A few times, when I've been working on something performance-critical, I've had people suggest (or ask me to review code) using QRegExp. I usually tell them that "this is a bad idea, QRegExp is slow/unmaintained", but I never actually sat down to do benchmarks. Well, in Qt 5, the subject of replacing QRegExp has been discussed a bit, and we have a volunteer: Giuseppe D'Angelo, a Qt hacker and italian student living in the UK (looking for work, by the way!).

One of the first steps he has taken has been to quantify the performance of two of our leading candidates for replacements: PCRE, and ICU's regex engine. He also took the liberty of benchmarking Qt's existing QRegExp - here's the results:

(Caveat: Giuseppe has asked for someone more familiar with ICU to look over the code there to make sure the results aren't negatively impacted.)

RESULT : REBenchmark::PCREBenchmark():"URI":
     1,123 msecs per iteration (total: 1,123, iterations: 1)
RESULT : REBenchmark::PCREBenchmark():"Email":
     1,798 msecs per iteration (total: 1,798, iterations: 1)
RESULT : REBenchmark::PCREBenchmark():"Date":
     99 msecs per iteration (total: 99, iterations: 1)
RESULT : REBenchmark::PCREBenchmark():"URI|Email":
     2,650 msecs per iteration (total: 2,650, iterations: 1)

RESULT : REBenchmark::ICUBenchmark():"URI":
     11,674 msecs per iteration (total: 11,674, iterations: 1)
RESULT : REBenchmark::ICUBenchmark():"Email":
     17,056 msecs per iteration (total: 17,056, iterations: 1)
RESULT : REBenchmark::ICUBenchmark():"Date":
     392 msecs per iteration (total: 392, iterations: 1)
RESULT : REBenchmark::ICUBenchmark():"URI|Email":
     30,552 msecs per iteration (total: 30,552, iterations: 1)

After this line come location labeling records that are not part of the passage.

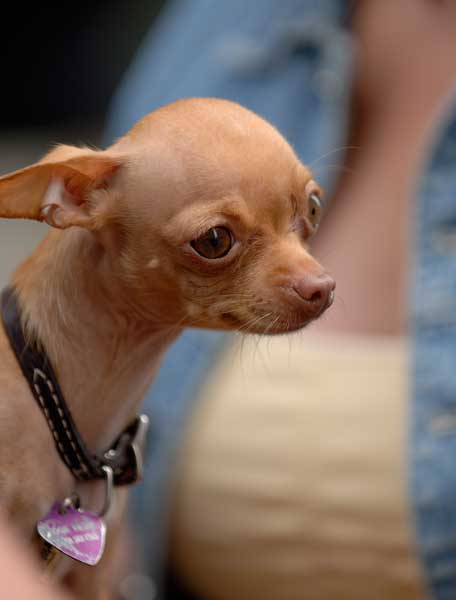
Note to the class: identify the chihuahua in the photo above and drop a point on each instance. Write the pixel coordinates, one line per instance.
(199, 217)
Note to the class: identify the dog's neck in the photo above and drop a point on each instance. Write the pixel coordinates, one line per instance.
(104, 357)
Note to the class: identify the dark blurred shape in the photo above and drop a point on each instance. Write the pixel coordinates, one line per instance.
(62, 62)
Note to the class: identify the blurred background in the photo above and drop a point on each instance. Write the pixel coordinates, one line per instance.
(60, 68)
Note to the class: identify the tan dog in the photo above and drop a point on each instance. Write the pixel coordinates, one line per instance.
(198, 217)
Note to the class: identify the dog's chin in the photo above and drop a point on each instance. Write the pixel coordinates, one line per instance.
(269, 325)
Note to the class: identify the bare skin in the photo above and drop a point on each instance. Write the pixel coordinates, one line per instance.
(407, 62)
(129, 265)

RESULT : REBenchmark::QRegExpBenchmark():"URI":
     21,579 msecs per iteration (total: 21,579, iterations: 1)
RESULT : REBenchmark::QRegExpBenchmark():"Email":
     55,426 msecs per iteration (total: 55,426, iterations: 1)
RESULT : REBenchmark::QRegExpBenchmark():"Date":
     1,357 msecs per iteration (total: 1,357, iterations: 1)
RESULT : REBenchmark::QRegExpBenchmark():"URI|Email":
     77,224 msecs per iteration (total: 77,224, iterations: 1)

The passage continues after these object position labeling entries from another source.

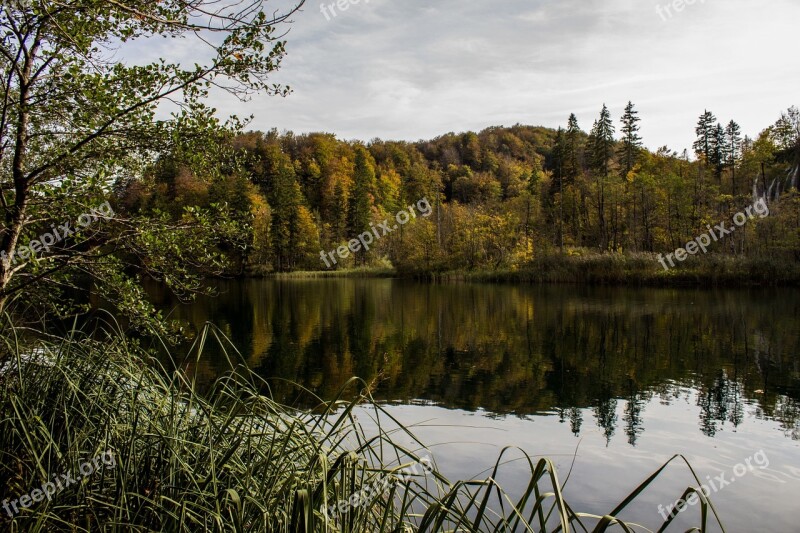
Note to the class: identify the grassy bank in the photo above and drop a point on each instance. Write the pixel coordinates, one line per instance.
(229, 459)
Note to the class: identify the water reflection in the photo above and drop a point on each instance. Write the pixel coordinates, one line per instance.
(521, 350)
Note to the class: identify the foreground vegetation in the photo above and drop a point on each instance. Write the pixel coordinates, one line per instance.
(229, 458)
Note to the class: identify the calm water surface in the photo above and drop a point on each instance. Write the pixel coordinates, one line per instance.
(627, 377)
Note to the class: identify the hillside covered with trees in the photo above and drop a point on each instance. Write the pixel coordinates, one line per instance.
(502, 198)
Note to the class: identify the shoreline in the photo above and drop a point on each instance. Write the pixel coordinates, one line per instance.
(595, 269)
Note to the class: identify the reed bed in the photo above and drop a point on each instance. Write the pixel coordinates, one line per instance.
(232, 459)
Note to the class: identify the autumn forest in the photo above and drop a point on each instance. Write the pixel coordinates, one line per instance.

(These tests were run on: Ubuntu 10.04 LTS 32 bit, Core(TM)2 Duo CPU P9600  @ 2.66GHz, 4GB RAM, GCC 4.4.3, Qt 4.7.4, PCRE 8.20, ICU

As we see from these results, PCRE is the clear winner, probably thanks to its use of JIT in evaluating the expressions. We see ICU showing decent results, and getting second place (see the caveat above). Leading the rear of the pack, we see QRegExp, 10x-30x slower than PCRE - and these are hardly complicated regular expressions.

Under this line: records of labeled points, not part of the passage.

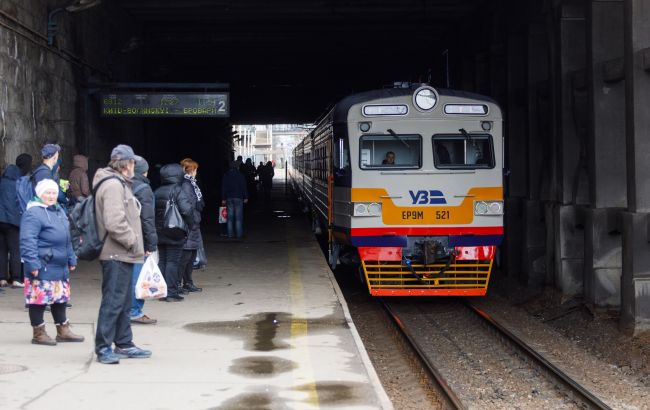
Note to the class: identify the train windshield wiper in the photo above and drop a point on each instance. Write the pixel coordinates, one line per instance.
(391, 132)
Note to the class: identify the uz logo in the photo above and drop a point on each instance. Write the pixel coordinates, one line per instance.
(432, 197)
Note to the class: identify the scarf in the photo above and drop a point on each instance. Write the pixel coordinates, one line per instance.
(197, 190)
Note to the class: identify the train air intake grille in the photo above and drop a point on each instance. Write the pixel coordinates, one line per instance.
(461, 278)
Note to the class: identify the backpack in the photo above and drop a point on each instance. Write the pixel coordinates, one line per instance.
(24, 192)
(174, 226)
(86, 243)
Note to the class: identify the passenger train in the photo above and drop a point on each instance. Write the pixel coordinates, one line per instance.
(410, 180)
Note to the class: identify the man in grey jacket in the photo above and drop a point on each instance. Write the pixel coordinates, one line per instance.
(118, 219)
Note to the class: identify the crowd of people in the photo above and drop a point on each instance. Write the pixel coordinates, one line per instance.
(36, 251)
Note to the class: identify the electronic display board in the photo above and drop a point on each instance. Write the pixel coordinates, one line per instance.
(163, 104)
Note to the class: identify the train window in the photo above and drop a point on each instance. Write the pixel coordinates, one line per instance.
(390, 151)
(463, 151)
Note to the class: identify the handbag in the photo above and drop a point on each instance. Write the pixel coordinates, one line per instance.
(174, 225)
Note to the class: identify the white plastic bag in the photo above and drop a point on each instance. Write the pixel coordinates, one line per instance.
(150, 284)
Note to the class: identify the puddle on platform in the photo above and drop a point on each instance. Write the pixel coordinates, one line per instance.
(265, 332)
(250, 401)
(261, 366)
(334, 393)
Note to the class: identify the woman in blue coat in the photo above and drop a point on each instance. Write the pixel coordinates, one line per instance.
(48, 258)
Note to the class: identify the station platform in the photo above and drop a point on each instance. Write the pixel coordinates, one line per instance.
(269, 331)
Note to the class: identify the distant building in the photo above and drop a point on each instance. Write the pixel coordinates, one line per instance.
(270, 142)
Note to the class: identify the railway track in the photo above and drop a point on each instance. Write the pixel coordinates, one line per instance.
(417, 334)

In conclusion, for now, if you want performance, you should probably steer clear of QRegExp, and find other ways to do what you want, either using QString directly if it's a simple job, or looking into a light shim around another regex engine until Qt 5, when hopefully, your problems will go away with a shiny new class.